- Born: August 23, 1801 Richmond, Colony of New South Wales
- Died: January 2, 1881 (aged 79) Launceston, Tasmania, Australia

= John Griffiths (shipowner) =

Australian shipowner (1801–1881)

John Griffiths (1801–1881) was an Australian shipowner and builder.

==Early life==
His father, Johnathon, was born in England in 1773 and, in 1788, at the age of 15, was sentenced to seven years transportation to Australia. He arrived in Sydney in June 1790 aboard the convict transport Scarborough. In August that year he was transported to Norfolk Island. While there he met convict Eleanor McDonald. He returned to Port Jackson in 1795 and was joined the following year by Eleanor. The couple went on to have seven children, including John born in 1801. By 1806, Johnathon and Eleanor had 100 acres of land at Richmond.

Johnathon senior was shipbuilding by 1804 and as John grew older he was apprenticed into the trade. Some of the ships they built were put to work in the sealing trade in Bass Strait.

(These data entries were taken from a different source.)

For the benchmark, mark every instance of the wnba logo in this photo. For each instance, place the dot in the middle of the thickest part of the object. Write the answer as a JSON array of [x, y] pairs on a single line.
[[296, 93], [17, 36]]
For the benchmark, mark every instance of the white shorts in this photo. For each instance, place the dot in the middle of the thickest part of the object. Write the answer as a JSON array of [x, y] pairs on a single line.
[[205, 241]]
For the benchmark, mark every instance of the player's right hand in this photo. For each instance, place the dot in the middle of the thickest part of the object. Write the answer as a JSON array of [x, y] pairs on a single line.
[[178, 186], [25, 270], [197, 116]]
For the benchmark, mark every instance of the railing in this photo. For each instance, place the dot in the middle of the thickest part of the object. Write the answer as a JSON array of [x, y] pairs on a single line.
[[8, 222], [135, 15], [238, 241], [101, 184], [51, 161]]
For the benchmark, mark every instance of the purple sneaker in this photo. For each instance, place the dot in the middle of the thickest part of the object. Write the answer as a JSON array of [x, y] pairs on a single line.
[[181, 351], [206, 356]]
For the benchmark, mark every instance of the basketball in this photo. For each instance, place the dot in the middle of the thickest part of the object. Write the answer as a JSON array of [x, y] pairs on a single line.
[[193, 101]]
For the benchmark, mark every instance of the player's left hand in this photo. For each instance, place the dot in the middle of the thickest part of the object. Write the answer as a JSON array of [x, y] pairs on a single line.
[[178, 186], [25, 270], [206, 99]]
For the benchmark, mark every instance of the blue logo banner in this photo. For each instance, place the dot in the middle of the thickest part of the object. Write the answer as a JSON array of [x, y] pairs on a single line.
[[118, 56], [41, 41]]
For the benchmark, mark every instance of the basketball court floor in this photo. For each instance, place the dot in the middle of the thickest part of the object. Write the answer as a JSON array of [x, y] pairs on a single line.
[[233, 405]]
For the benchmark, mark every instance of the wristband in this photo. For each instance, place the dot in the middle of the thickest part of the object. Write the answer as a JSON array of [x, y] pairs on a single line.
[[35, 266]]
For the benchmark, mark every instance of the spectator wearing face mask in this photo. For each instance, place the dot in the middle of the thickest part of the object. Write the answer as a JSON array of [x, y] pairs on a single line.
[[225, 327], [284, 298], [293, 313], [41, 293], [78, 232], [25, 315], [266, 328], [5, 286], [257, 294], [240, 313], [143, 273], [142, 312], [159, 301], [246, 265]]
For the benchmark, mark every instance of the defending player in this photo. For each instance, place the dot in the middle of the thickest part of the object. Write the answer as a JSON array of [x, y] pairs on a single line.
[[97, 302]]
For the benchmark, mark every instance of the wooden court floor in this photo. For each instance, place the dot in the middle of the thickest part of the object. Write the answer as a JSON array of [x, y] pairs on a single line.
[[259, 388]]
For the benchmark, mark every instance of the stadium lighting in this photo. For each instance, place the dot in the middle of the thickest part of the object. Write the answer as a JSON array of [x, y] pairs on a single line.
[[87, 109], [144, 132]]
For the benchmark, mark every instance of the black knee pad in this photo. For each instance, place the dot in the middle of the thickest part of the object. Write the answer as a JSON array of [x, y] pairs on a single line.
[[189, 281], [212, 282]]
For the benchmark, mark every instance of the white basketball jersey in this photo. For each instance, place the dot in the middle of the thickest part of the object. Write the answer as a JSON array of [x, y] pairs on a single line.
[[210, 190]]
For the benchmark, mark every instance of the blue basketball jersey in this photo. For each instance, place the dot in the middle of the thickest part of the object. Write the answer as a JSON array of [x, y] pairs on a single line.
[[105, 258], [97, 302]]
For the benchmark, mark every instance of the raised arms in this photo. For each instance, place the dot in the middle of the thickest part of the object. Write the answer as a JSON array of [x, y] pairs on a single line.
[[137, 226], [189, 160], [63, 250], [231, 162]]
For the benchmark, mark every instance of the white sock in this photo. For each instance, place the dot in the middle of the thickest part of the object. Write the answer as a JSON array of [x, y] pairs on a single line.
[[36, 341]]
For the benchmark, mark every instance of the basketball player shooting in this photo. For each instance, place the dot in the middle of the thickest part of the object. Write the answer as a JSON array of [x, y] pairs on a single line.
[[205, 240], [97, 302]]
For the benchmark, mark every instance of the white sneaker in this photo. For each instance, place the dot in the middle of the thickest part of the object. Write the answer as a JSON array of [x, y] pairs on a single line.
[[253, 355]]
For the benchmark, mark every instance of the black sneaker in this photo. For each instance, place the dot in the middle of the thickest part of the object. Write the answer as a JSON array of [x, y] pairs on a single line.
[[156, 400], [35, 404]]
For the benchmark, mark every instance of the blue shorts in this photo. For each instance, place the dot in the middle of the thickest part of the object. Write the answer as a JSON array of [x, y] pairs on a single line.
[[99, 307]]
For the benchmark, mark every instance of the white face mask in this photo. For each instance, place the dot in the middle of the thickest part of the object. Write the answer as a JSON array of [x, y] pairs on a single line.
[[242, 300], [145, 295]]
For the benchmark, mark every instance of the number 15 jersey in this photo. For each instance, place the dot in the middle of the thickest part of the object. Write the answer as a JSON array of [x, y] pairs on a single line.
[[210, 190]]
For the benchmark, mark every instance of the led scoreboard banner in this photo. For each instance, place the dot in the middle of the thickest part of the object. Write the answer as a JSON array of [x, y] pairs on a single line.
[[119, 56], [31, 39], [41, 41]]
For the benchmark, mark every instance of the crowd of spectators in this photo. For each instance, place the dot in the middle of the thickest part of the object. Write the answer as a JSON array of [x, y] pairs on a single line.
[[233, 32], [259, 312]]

In 1822, Jonathan took John and another son to Launceston, Tasmania where they acquired land, began farming and built a house. They put their woodworking skills to good use, building a bridge and a new wharf at Launceston.

In Tasmania John came increasingly into his own, building small vessels and sailing on them on sealing expeditions into Bass Strait and engaging in bay whaling at Portland and Port Fairy on the coast of Victoria. By 1835 he was building warehouses on the wharf and soon had a steam-powered flour mill and shipping agency in partnership with Michael Connolly.